20:55  Enter Good Bad Ugly Brewing.  It is its first night open, and it is still under construction.  I have no idea how the obtained their CO.

Good Bad Ugly Brewing Co
21:19  A younger North Carolina man approaches Sinickal - who is decked out in his Syracuse gear - and whispers "Zone is for cowards".  Obviously he listens to Bomani Jones too, as this is not original.  Sinickal immediately says to this kid (and by kid I mean early 20s), "Enjoy the probation/death penalty.  Plenty of teams have had titles vacated".  Kid sleeks away apparently completely oblivious to the pending academic fraud investigation at North Carolina.  Sinickal turns back to us, "Why do people test me?"

21:27 Speaking of Bomani Jones, we just re-defined the "Stay Ready All-Stars".

21;36 Although we drove, we curiously checked the Uber rates.  It is $223.28 to Scottsdale for an Uber X.  Over $300 for XL.

Uber Pricing!!
21:37  We cannot stay in Good Bad Ugly Brewing any longer, and realize we are still not getting out of the parking lot anytime soon, so we wander over to Buffalo Wild Wings (because it doesn't look as crowded as some of the others).  Dude standing at a makeshift outside entrance drinking soda (taking up space as it was "One in - one out" tells us that it is going to be about 2 hours until we can get it, because there is a list.

21:37:30  We enter Buffalo Wild Wings

21:42  See a female who is huge sports fan as she is decked out in the colors of her favorite team.  In fact, her shirt says "Sports Team".

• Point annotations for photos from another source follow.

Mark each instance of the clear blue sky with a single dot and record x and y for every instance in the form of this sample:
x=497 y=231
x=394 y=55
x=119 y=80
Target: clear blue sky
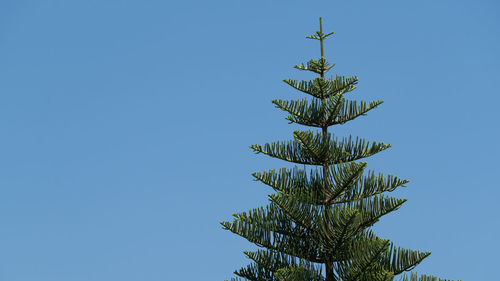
x=125 y=128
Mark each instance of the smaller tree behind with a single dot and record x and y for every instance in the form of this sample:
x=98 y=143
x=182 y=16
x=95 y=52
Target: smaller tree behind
x=317 y=225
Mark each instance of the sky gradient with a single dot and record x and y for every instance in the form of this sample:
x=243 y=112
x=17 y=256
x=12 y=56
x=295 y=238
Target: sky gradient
x=125 y=128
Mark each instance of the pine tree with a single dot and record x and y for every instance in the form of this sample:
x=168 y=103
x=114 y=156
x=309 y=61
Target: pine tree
x=318 y=223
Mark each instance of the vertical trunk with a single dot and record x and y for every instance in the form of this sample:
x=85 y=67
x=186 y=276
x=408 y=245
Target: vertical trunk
x=330 y=275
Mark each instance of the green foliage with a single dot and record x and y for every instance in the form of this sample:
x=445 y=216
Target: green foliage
x=317 y=226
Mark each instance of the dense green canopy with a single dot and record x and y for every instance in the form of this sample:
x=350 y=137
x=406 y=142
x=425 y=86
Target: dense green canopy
x=317 y=224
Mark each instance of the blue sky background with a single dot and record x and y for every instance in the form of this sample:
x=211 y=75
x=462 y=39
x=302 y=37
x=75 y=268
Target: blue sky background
x=125 y=128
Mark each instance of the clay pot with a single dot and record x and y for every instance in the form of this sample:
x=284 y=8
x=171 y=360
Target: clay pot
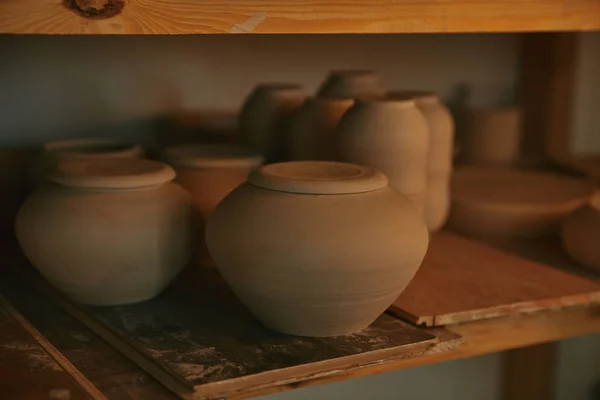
x=391 y=135
x=352 y=84
x=54 y=153
x=265 y=117
x=313 y=134
x=107 y=232
x=503 y=204
x=581 y=234
x=441 y=152
x=327 y=246
x=493 y=136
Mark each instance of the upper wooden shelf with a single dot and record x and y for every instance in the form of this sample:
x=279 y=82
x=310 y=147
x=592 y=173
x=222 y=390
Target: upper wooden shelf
x=301 y=16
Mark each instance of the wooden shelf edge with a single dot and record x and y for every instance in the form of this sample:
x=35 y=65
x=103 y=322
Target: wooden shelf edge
x=314 y=16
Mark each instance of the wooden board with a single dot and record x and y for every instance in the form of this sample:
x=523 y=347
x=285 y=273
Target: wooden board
x=300 y=16
x=31 y=368
x=465 y=280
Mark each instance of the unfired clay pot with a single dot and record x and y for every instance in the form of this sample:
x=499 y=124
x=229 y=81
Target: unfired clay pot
x=503 y=204
x=313 y=134
x=441 y=151
x=352 y=84
x=54 y=153
x=316 y=248
x=581 y=234
x=493 y=136
x=108 y=232
x=391 y=135
x=265 y=117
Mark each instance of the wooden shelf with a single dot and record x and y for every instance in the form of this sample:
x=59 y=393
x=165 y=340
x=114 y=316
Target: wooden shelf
x=280 y=16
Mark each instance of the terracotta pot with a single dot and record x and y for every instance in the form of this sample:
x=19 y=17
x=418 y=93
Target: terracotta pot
x=108 y=232
x=392 y=136
x=313 y=134
x=54 y=153
x=493 y=136
x=265 y=117
x=581 y=234
x=352 y=84
x=498 y=203
x=321 y=248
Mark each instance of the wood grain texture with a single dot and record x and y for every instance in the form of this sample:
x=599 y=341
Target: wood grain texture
x=530 y=372
x=548 y=79
x=465 y=280
x=306 y=16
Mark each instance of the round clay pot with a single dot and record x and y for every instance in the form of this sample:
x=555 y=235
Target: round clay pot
x=581 y=234
x=54 y=153
x=352 y=84
x=313 y=134
x=327 y=246
x=265 y=117
x=107 y=232
x=503 y=204
x=391 y=135
x=493 y=136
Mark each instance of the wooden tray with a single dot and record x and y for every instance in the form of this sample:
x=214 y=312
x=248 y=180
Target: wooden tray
x=465 y=280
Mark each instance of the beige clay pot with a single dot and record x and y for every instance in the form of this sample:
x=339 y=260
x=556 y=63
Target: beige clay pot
x=265 y=117
x=313 y=134
x=581 y=234
x=493 y=136
x=441 y=152
x=54 y=153
x=108 y=232
x=327 y=247
x=504 y=204
x=391 y=135
x=352 y=84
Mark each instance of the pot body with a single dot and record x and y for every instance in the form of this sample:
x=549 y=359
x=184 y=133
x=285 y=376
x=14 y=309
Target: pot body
x=107 y=247
x=316 y=265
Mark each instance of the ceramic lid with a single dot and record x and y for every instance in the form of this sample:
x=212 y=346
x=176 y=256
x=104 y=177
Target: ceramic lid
x=206 y=156
x=126 y=173
x=318 y=177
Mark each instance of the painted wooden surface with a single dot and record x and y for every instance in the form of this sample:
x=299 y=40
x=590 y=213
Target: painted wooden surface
x=465 y=280
x=305 y=16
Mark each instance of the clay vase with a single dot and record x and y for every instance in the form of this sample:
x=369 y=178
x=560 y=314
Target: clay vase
x=54 y=153
x=441 y=152
x=352 y=84
x=313 y=134
x=581 y=234
x=108 y=232
x=265 y=117
x=391 y=135
x=327 y=246
x=493 y=136
x=210 y=172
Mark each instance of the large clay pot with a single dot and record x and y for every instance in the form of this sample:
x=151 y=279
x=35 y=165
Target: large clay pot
x=313 y=134
x=391 y=135
x=352 y=84
x=581 y=234
x=54 y=153
x=108 y=232
x=493 y=136
x=316 y=248
x=265 y=117
x=441 y=151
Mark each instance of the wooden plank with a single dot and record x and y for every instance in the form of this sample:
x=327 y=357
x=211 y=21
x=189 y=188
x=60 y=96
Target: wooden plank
x=465 y=280
x=31 y=368
x=548 y=79
x=530 y=372
x=305 y=16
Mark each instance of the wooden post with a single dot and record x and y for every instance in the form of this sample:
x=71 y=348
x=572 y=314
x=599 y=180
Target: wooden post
x=549 y=71
x=529 y=372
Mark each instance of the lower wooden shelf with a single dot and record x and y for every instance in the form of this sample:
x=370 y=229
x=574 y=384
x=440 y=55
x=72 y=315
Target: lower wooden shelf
x=112 y=373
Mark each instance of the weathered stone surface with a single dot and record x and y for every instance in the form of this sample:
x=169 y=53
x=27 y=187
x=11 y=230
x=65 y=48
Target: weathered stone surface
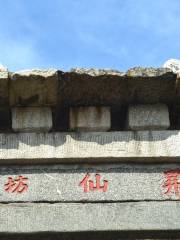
x=60 y=183
x=90 y=118
x=110 y=87
x=78 y=217
x=34 y=88
x=173 y=64
x=146 y=146
x=4 y=79
x=31 y=119
x=148 y=117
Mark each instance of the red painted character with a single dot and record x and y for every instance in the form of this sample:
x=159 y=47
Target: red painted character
x=172 y=184
x=17 y=185
x=89 y=185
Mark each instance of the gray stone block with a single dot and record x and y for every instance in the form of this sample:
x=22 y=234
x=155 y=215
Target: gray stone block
x=113 y=88
x=34 y=88
x=148 y=117
x=140 y=146
x=90 y=118
x=4 y=91
x=31 y=119
x=61 y=183
x=78 y=217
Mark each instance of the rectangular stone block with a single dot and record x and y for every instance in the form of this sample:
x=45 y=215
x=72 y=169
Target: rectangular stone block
x=140 y=146
x=31 y=119
x=34 y=88
x=4 y=91
x=112 y=183
x=88 y=217
x=90 y=118
x=148 y=117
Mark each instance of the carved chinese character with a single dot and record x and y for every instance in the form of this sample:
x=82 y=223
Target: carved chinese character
x=17 y=185
x=89 y=185
x=172 y=184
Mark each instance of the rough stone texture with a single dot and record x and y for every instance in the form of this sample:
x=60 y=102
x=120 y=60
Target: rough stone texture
x=60 y=183
x=110 y=87
x=34 y=88
x=78 y=217
x=173 y=64
x=90 y=118
x=148 y=117
x=4 y=79
x=140 y=146
x=31 y=119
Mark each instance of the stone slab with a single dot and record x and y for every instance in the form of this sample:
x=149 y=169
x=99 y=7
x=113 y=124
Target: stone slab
x=87 y=87
x=148 y=117
x=90 y=119
x=34 y=88
x=78 y=217
x=4 y=91
x=31 y=119
x=140 y=146
x=61 y=183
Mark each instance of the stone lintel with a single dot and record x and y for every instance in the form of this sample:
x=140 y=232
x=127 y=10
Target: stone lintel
x=61 y=183
x=140 y=146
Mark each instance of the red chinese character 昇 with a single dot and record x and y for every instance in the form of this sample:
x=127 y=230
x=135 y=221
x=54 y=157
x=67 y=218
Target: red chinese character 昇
x=17 y=185
x=89 y=185
x=172 y=184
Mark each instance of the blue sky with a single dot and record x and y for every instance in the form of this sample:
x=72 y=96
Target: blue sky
x=62 y=34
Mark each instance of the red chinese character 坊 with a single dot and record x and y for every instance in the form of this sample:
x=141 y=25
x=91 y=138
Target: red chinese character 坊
x=89 y=185
x=17 y=185
x=172 y=184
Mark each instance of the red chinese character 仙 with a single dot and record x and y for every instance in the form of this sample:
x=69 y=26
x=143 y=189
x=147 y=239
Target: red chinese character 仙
x=172 y=184
x=89 y=185
x=17 y=185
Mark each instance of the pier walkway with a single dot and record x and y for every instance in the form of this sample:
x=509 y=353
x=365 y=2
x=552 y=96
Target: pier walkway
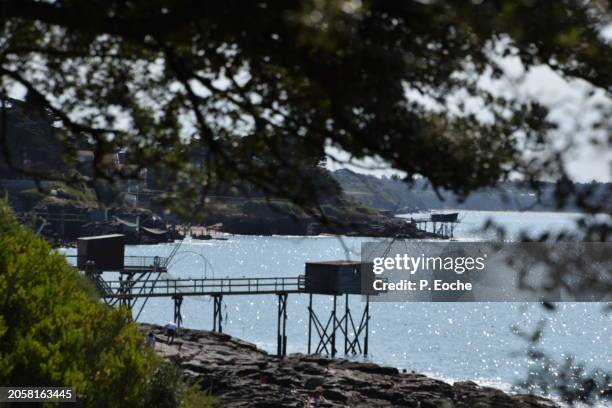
x=115 y=289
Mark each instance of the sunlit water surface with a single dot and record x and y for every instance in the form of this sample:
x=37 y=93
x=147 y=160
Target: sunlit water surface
x=451 y=341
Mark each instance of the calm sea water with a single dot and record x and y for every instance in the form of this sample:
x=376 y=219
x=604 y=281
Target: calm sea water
x=451 y=341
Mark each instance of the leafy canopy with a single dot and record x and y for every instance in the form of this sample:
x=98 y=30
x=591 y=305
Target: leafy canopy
x=55 y=332
x=260 y=86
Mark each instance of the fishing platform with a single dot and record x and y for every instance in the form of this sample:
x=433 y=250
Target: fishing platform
x=142 y=277
x=441 y=223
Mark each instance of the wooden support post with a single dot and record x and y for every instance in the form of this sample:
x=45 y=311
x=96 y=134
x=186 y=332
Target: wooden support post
x=367 y=322
x=334 y=323
x=217 y=313
x=178 y=317
x=347 y=314
x=281 y=334
x=309 y=321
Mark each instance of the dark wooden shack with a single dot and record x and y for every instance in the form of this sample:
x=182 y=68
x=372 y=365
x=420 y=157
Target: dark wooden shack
x=106 y=251
x=333 y=277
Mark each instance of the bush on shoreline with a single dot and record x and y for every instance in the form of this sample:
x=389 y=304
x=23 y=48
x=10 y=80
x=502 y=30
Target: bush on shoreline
x=55 y=332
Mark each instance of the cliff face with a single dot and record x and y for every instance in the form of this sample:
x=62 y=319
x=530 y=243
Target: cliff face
x=240 y=375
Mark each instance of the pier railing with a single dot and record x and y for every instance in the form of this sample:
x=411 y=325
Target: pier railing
x=133 y=263
x=212 y=287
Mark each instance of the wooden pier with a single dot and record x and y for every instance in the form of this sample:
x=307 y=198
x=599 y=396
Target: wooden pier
x=147 y=277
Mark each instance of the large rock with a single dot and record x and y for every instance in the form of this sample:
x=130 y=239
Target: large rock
x=241 y=375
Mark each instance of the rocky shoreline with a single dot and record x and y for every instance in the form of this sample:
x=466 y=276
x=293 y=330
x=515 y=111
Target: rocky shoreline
x=241 y=375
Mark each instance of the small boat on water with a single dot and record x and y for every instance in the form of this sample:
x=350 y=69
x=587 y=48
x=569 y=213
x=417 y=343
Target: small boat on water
x=447 y=217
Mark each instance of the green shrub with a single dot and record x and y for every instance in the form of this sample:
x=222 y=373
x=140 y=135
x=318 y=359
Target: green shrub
x=55 y=332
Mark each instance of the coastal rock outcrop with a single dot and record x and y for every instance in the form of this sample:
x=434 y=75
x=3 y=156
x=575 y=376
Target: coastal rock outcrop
x=241 y=375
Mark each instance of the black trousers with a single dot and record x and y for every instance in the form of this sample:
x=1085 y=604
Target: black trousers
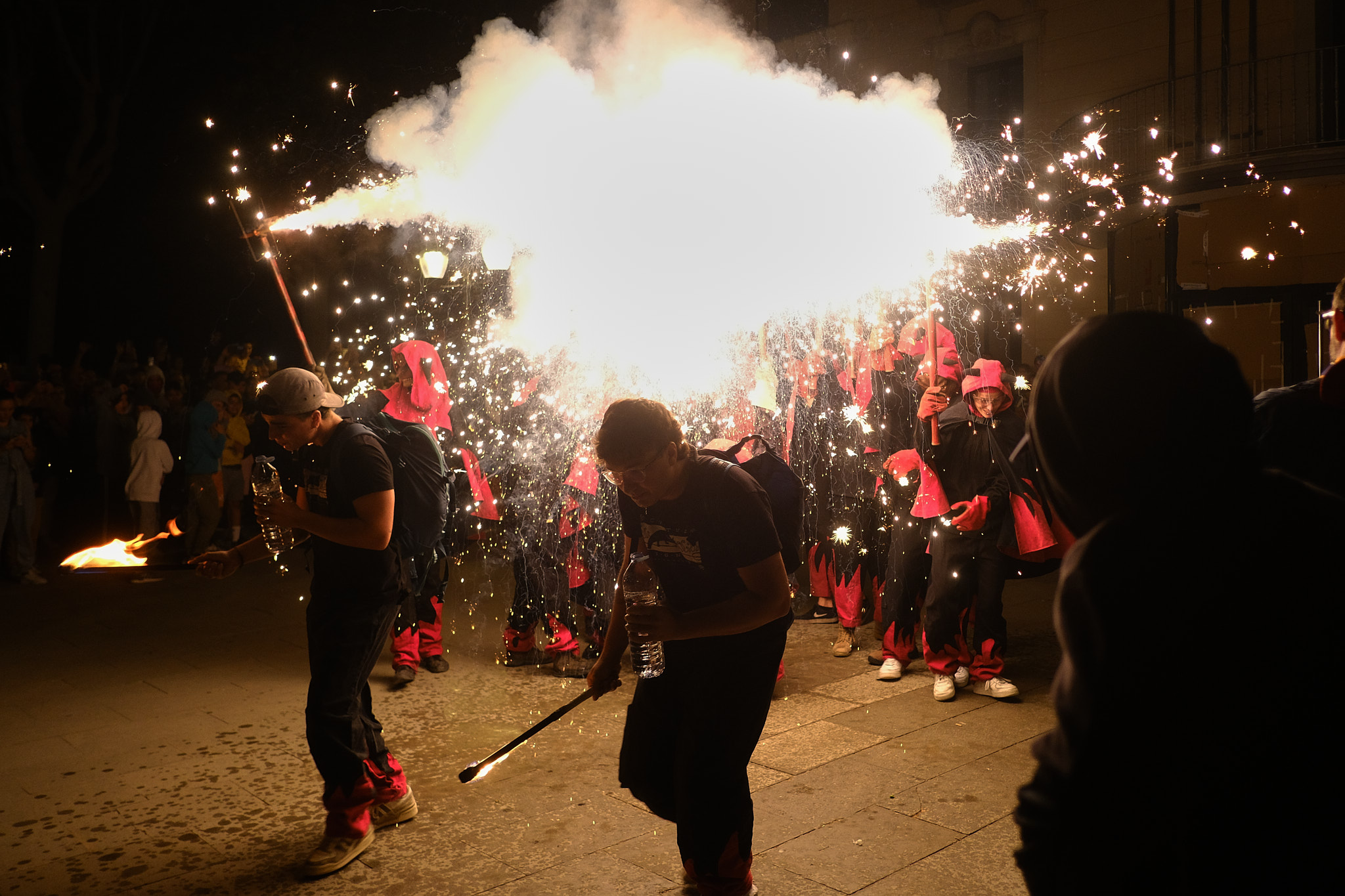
x=966 y=578
x=904 y=589
x=689 y=736
x=346 y=636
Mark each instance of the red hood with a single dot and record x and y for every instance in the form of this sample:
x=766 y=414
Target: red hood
x=950 y=366
x=985 y=375
x=427 y=400
x=912 y=340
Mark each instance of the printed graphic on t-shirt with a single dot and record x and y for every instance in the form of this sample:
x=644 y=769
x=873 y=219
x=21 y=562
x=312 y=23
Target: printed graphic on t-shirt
x=315 y=485
x=667 y=542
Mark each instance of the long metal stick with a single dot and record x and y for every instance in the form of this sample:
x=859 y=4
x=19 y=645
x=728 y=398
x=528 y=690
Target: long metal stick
x=477 y=767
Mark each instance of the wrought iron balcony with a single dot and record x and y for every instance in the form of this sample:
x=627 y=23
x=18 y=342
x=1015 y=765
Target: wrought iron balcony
x=1283 y=110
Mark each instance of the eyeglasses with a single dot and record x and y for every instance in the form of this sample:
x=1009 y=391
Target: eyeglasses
x=618 y=477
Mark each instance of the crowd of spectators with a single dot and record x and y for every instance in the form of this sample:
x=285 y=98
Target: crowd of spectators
x=78 y=457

22:21  We decide we can now leave the parking lot so we walk through the plaza back to our car.  Random 40 year old starts yelling as we walk by, "Look at that crew.  They are going to get some ass".  It becomes clear he WAS talking about us, but not sure even why.  We keep walking.

22:23  She needs to go back to the 80s.

22:31 Leave Westgate parking lot.

22:53  Tony notes that "It's a long drive back from New Mexico".  Did we mention that the stadium isn't close to anything?

22:58 Hopps to Pepster, "That's why I don't take phone calls at 1:00 in the morning".

23:08  Need dinner.  Twin Peaks is right off the interstate.  We jump in for a meal.

23:11  Tony is the only person in this breastaurant that talks to the male manager.  (Manager was lamenting the fact someone ran into his car; Tony offered to negotiate an appropriate settlement.  Hey look, fire axes.)

23:33  See an interview with Tracy McGrady on television.  Hopps states, "He looks older than me!"  Sinickal asks, "Isn't he older than you".  None of us know, so we look it up.  He isn't.

23:37 Alyssa, our lovely waitress proceeds to tell us way to much about her personal life.

00:14 Alyssa, as we are saying our thank yous and goodbyes, tells us to come back tomorrow as she is working all day.  Then she remarks pointing to Hopps, "Don't bring HIM back".

00:17 On the way to Coach House.  So, the NCAA designates different bars around the areas as "team bars" and assigns the four schools to them as way for alumni and fans to congregate together if they so choose.  Coach House is the official establishment of Southwestern Central - Go Scorpions.

00:45 - Of course Sinickal and Hopps are playing Golden Tee.

Note - this place is packed, primarily by people way more dressed up than they should be.  This is going to be fun.

01:22  As Sinickal and Hopps are inside, Tony and Pepster are at an outside table.  A young woman in her 20s, nicely dressed, decides to leave and tells her companion, a 50s looking woman it is time to go.  The older woman turns to the guy next to her, says goodbye and starts kissing him.  As she turns to leave, he queries much louder than he should, "That's it?"  Pepster and Tony decide that this is not going to end well.

01:29  Younger woman comes back in as the older woman has not left yet.  Younger woman is angry.

01:33  Younger woman leaves again.

01:39  Younger woman comes back in, gets into a heated discussion with older woman and leaves.

01:45  Younger woman comes back in, yells at older woman and then drags her out of the bar.  Their Uber arrived.

01:47  We have confirmation that these two women are mother-daughter.

02:00 A lady falls through a table in Coach House.  She is immediately ejected by the bouncers.

02:05  Probably our cue to leave.  Go back home.